The Penrose–Hawking singularity theorems [which] define a singularity to have geodesics that cannot be extended in a smooth manner. The termination of such a geodesic is considered to be the singularity.

Furthermore, regarding curvature singularities:

More generally, a spacetime is considered singular if it is geodesically incomplete, meaning that there are freely-falling particles whose motion cannot be determined beyond a finite time, being after the point of reaching the singularity.

Feel free to specify answers to curvature singularities, rather than "gravitational singularities" as a whole.

My questions:

  1. Is there a formal distinction between intrinsic and extrinsic geometry for a gravitational singularity? Does this require topology, rather than differential geometry? Is it by definition that it is impossible to obtain the intrinsic geometry of a singularity?

  2. Why can the metric of a spacetime inform us about the extrinsic geometry of a gravitational singularity, but not the intrinsic geometry? Is this related to the difference between properties that depend only on the "abstract manifold" vs. properties that depend on an imbedding of the manifold (see last para. of Michael Weiss' answer)?

The example that got me asking is the Kerr metric, the solution to the Einstein equations with axisymmetry, which possesses mass and spin angular momentum. It is a common result in GR textbooks that the gravitational singularity has a ring structure.

At the bottom of page 8 of this paper, they state:

Of course in terms of the “full” geometry, specified by the physical metric $g_{ab}$, the intrinsic geometry of the curvature singularity is, unavoidably and by definition, singular.

and on page 28:

But like the statement that the singularity is a “ring”, this is not a statement about the intrinsic geometry — it is instead a statement about the mathematically convenient but fictitious flat Minkowski space that is so useful in analyzing the Kerr–Schild form of the Kerr spacetime.

So, is the reason why the authors, quoted above, state that the ring shows the extrinsic geometry of the singularity because the ring is a property of the manifold that depends on the embedding utilized? If yes, then does any embedding show the ring, or do only some? What is the embedding in this case that shows the ring?

  1. Lastly, what is the role of a maximal extension of an analytic continuation of a spacetime here?

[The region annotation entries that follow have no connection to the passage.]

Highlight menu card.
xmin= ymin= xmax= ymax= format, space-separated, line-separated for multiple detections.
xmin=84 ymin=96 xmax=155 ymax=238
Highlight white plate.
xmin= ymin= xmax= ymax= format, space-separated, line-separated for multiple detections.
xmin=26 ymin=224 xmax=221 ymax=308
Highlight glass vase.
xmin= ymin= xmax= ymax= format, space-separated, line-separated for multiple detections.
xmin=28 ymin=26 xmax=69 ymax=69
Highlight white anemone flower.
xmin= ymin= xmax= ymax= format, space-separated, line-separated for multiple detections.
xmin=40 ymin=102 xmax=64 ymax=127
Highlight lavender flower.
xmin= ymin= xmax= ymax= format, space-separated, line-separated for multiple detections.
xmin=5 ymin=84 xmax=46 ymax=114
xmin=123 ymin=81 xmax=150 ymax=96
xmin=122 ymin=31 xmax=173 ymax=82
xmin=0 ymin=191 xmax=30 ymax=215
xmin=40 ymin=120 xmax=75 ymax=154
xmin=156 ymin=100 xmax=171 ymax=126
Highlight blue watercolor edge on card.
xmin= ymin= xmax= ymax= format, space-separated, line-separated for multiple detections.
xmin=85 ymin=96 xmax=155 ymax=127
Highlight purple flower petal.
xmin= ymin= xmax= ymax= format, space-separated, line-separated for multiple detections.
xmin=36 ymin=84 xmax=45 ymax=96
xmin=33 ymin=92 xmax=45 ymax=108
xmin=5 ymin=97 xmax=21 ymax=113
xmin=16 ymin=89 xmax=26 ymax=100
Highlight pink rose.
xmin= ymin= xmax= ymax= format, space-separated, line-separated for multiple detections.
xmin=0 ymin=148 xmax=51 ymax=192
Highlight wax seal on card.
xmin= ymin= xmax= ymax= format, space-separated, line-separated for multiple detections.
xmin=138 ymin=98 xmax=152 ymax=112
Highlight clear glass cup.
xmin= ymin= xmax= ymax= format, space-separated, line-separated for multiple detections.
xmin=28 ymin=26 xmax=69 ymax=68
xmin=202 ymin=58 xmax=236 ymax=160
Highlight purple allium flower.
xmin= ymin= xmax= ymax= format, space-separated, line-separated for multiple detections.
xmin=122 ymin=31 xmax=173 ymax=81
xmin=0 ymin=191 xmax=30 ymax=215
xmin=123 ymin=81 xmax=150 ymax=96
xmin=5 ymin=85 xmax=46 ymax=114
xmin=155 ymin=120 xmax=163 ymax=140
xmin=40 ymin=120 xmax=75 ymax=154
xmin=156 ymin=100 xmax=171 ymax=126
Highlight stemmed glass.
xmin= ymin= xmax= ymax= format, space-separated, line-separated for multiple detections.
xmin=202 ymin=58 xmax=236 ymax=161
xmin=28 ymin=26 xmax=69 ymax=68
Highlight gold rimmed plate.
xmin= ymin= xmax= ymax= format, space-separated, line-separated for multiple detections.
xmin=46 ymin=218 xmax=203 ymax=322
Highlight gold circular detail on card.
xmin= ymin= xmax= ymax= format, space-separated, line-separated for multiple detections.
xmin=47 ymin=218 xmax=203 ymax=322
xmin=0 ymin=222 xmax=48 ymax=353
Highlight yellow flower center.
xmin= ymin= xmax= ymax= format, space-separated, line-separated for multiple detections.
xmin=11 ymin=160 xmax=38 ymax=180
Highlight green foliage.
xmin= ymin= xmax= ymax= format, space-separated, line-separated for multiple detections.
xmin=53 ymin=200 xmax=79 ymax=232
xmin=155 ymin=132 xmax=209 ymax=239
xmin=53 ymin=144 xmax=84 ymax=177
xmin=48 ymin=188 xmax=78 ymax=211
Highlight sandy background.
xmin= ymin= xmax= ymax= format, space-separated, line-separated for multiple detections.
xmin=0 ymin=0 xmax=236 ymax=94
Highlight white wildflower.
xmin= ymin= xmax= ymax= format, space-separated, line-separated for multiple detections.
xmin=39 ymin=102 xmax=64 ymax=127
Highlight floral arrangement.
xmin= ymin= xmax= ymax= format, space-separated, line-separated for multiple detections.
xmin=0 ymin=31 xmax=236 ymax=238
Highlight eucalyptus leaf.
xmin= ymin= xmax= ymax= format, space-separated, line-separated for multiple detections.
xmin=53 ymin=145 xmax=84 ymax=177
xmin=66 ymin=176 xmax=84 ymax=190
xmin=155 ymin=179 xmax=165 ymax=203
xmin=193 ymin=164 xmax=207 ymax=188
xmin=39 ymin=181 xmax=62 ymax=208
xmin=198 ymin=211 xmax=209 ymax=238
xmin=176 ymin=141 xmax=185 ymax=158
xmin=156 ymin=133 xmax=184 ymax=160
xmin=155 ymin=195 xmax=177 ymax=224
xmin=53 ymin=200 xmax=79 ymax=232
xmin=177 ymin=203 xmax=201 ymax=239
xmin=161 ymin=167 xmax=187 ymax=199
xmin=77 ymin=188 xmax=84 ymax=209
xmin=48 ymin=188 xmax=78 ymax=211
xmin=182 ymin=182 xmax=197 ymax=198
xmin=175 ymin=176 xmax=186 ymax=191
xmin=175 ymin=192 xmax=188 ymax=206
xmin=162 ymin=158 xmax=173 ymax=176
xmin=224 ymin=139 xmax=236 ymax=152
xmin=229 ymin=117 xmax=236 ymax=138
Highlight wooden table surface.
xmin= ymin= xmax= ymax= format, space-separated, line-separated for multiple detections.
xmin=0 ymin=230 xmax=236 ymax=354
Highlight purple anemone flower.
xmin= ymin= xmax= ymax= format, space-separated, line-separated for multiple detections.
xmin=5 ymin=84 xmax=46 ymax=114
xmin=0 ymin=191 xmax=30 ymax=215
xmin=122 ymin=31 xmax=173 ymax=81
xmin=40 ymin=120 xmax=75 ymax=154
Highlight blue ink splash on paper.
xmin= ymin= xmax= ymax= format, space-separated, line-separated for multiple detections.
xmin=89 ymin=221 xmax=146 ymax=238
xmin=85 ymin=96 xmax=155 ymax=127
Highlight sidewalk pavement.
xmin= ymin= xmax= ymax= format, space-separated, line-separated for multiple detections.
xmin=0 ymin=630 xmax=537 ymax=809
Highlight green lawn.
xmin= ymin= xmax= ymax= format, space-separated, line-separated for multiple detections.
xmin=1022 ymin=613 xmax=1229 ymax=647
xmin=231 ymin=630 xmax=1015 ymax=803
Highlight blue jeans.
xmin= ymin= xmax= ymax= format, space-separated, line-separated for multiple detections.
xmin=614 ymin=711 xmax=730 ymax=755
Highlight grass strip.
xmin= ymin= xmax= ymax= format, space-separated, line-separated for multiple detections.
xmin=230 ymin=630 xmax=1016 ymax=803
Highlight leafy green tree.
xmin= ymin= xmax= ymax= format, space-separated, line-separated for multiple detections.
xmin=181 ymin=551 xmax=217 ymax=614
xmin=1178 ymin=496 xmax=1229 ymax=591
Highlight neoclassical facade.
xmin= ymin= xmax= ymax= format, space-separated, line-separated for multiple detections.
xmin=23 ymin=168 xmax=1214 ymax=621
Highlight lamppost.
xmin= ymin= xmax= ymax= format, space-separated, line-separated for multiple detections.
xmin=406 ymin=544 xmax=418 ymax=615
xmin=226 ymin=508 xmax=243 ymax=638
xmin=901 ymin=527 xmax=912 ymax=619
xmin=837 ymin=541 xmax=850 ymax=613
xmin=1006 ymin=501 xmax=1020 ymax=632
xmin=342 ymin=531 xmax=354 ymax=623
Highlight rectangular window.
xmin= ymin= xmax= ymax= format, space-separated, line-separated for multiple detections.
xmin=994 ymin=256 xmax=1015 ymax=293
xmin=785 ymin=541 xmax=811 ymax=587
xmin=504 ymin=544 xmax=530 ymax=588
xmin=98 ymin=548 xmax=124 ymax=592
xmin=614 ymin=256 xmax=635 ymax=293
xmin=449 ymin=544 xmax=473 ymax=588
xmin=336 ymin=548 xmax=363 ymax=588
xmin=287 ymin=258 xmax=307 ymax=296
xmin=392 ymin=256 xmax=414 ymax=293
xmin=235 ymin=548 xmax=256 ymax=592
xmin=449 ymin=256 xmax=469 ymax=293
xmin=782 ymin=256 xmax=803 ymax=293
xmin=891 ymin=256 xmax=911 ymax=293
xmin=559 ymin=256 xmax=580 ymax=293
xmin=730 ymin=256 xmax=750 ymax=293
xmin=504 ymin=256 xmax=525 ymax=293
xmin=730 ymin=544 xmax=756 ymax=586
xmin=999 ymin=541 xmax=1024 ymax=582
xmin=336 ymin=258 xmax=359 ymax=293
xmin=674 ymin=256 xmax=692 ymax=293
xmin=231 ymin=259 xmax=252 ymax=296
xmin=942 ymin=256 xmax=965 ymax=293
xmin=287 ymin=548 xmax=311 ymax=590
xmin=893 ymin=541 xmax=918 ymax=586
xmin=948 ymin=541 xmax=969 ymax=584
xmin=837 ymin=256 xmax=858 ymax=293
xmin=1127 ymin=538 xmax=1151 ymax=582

To take Kerr as an example again, the singular disk region of the ring can be made regular, reducing the gravitational singularity to a smaller region (not necessarily a point, it's complicated). Is this analytic continuation an example of choosing a different embedding where the disk region is no longer regular? OR am I totally butchering this? I apologize if this question is crude, but I'm reaching the limits of my mathematical knowledge.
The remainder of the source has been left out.